No secrets to rotate. No credentials to leak. Nothing stored in your repository.

For Azure, the setup looks like this:

  1. Create or use an existing App Registration (Service Principal) in Entra ID
  2. Add a Federated Identity Credential that trusts tokens from your GitHub repo
  3. Scope the trust to specific branches or environments (e.g., only main, only the production environment)
  4. Set id-token: write in your workflow permissions

The Terraform provider picks this up automatically with ARM_USE_OIDC=true. Your workflow authenticates without a single secret stored in GitHub.


Complete Terraform CI/CD Workflow

Here’s a complete, production-ready workflow.

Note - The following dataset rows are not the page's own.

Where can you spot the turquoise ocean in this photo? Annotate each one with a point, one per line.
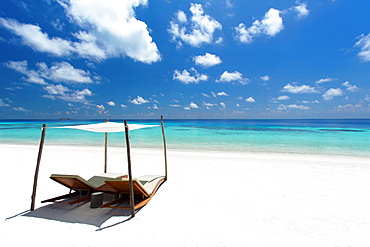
(349, 137)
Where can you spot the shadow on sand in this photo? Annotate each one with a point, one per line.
(81, 213)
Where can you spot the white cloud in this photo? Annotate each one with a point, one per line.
(20, 109)
(59, 72)
(270, 25)
(181, 17)
(56, 89)
(331, 93)
(233, 77)
(139, 101)
(207, 60)
(155, 107)
(301, 9)
(298, 89)
(283, 97)
(100, 107)
(107, 29)
(209, 104)
(114, 28)
(198, 31)
(186, 77)
(348, 106)
(265, 78)
(328, 79)
(222, 94)
(364, 44)
(250, 100)
(349, 87)
(293, 106)
(193, 105)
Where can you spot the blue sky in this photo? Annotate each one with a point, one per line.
(184, 59)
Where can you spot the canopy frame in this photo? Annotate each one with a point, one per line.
(125, 129)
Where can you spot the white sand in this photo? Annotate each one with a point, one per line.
(210, 199)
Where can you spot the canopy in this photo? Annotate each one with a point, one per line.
(107, 127)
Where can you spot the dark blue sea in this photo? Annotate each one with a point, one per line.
(349, 137)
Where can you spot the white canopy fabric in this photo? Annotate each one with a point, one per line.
(107, 127)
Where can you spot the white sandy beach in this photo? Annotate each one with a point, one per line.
(210, 199)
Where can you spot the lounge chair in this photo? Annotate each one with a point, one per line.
(82, 189)
(144, 189)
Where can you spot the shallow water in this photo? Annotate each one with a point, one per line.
(313, 136)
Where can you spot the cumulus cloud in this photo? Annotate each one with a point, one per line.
(328, 79)
(364, 45)
(222, 94)
(111, 103)
(191, 76)
(207, 60)
(331, 93)
(301, 9)
(250, 100)
(298, 89)
(348, 106)
(155, 107)
(208, 104)
(233, 77)
(283, 97)
(107, 29)
(193, 105)
(59, 72)
(20, 109)
(197, 31)
(139, 101)
(265, 78)
(349, 87)
(270, 25)
(293, 106)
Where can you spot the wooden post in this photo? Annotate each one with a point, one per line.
(132, 199)
(106, 149)
(33, 197)
(164, 147)
(105, 152)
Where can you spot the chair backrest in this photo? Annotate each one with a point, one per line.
(123, 186)
(72, 181)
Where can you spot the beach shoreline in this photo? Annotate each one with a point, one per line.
(210, 198)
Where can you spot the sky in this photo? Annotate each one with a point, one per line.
(90, 59)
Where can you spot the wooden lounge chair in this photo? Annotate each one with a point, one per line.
(144, 189)
(80, 189)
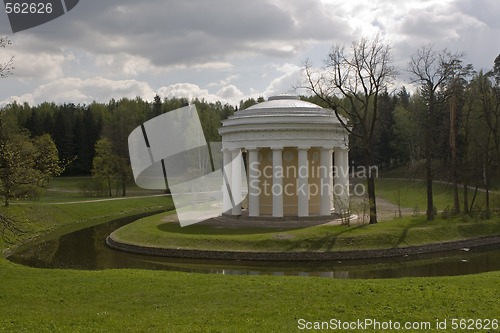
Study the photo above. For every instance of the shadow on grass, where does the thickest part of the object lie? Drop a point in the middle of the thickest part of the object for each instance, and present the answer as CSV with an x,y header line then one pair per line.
x,y
325,243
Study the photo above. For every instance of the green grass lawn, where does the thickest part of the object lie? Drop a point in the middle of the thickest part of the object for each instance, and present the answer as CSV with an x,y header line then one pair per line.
x,y
409,231
42,300
53,300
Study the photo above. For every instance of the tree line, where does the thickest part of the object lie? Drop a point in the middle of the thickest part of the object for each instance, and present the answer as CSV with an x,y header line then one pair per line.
x,y
93,139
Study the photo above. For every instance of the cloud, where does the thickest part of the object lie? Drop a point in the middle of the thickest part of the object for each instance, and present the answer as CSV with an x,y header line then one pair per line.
x,y
76,90
290,78
168,33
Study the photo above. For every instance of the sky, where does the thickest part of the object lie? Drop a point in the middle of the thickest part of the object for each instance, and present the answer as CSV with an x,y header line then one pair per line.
x,y
227,50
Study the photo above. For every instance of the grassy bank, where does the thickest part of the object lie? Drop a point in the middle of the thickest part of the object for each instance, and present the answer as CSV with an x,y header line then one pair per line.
x,y
36,219
412,194
409,231
53,300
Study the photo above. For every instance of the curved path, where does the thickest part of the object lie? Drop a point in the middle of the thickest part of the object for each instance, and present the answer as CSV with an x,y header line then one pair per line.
x,y
485,242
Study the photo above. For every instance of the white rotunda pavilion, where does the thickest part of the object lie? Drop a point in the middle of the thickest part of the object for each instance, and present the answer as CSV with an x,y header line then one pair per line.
x,y
296,159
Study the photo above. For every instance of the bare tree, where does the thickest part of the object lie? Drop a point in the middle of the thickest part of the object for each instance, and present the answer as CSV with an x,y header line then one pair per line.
x,y
6,67
350,84
431,69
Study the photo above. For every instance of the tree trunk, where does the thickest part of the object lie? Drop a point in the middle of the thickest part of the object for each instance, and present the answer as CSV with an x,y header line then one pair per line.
x,y
453,146
429,174
370,182
371,198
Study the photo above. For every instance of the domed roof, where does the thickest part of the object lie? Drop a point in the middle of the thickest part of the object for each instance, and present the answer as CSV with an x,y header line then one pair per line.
x,y
283,120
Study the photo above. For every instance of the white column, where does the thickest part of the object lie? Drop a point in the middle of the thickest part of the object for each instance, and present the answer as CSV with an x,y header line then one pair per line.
x,y
226,182
303,182
253,182
341,186
325,189
277,188
236,181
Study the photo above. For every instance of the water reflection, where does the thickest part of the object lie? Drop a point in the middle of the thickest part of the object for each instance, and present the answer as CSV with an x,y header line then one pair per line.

It plans on PRs, posts the output as a comment, and applies on merge — with concurrency guards and OIDC auth baked in.

name: "Terraform CI/CD"

on:
  pull_request:
    branches: [main]
    paths: ["infra/terraform/**"]
  push:
    branches: [main]
    paths: ["infra/terraform/**"]

permissions:
  contents: read
  pull-requests: write
  id-token: write # Required for OIDC

concurrency:
  group: terraform-${{ github.ref }}
  cancel-in-progress: false # Never cancel an in-progress apply

env:
  TF_DIR: infra/terraform
  ARM_USE_OIDC: true
  ARM_CLIENT_ID: ${{ secrets.AZURE_CLIENT_ID }}
  ARM_SUBSCRIPTION_ID: ${{ secrets.AZURE_SUBSCRIPTION_ID }}
  ARM_TENANT_ID: ${{ secrets.AZURE_TENANT_ID }}

jobs:
  plan:
    name: "Terraform Plan"
    if: github.event_name == 'pull_request'
    runs-on: ubuntu-latest
    steps:
      - uses: actions/checkout@v4

      - uses: hashicorp/setup-terraform@v3
        with:
          terraform_version: "1.9.x"

      - name: Azure Login (OIDC)
        uses: azure/login@v2
        with:
          client-id: ${{ secrets.AZURE_CLIENT_ID }}
          tenant-id: ${{ secrets.AZURE_TENANT_ID }}
          subscription-id: ${{ secrets.AZURE_SUBSCRIPTION_ID }}

      - name: Terraform Init
        working-directory: ${{ env.TF_DIR }}
        run: terraform init -input=false

      - name: Terraform Validate
        working-directory: ${{ env.TF_DIR }}
        run: terraform validate

      - name: Terraform Plan
        id: plan
        working-directory: ${{ env.TF_DIR }}
        run: terraform plan -no-color -input=false -out=tfplan
        continue-on-error: true

      - name: Post Plan to PR
        uses: borchero/terraform-plan-comment@v2
        with:
          token: ${{ github.token }}
          planfile: ${{ env.TF_DIR }}/tfplan
          working-directory: ${{ env.TF_DIR }}

      - name: Fail on Plan Error
        if: steps.plan.outcome == 'failure'
        run: exit 1

  apply:
    name: "Terraform Apply"
    if: github.event_name == 'push' && github.ref == 'refs/heads/main'
    runs-on: ubuntu-latest
    environment: production # Requires approval
    steps:
      - uses: actions/checkout@v4

      - uses: hashicorp/setup-terraform@v3
        with:
          terraform_version: "1.9.x"

      - name: Azure Login (OIDC)
        uses: azure/login@v2
        with:
          client-id: ${{ secrets.AZURE_CLIENT_ID }}
          tenant-id: ${{ secrets.AZURE_TENANT_ID }}
          subscription-id: ${{ secrets.AZURE_SUBSCRIPTION_ID }}

      - name: Terraform Init
        working-directory: ${{ env.TF_DIR }}
        run: terraform init -input=false

      - name: Terraform Apply
        working-directory: ${{ env.TF_DIR }}
        run: terraform apply -auto-approve -input=false -lock-timeout=5m

A few things worth calling out:

  • concurrency group prevents two applies from running simultaneously. The cancel-in-progress: false setting ensures a running apply is never killed mid-execution — that’s how you end up with half-deployed infrastructure and a corrupted state file.
  • -lock-timeout=5m on the apply step tells Terraform to wait up to five minutes for the state lock instead of failing immediately. This is your second layer of protection if concurrency controls somehow overlap.
  • environment: production on the apply job ties it to a GitHub environment, which you can configure with required reviewers, wait timers, and branch restrictions.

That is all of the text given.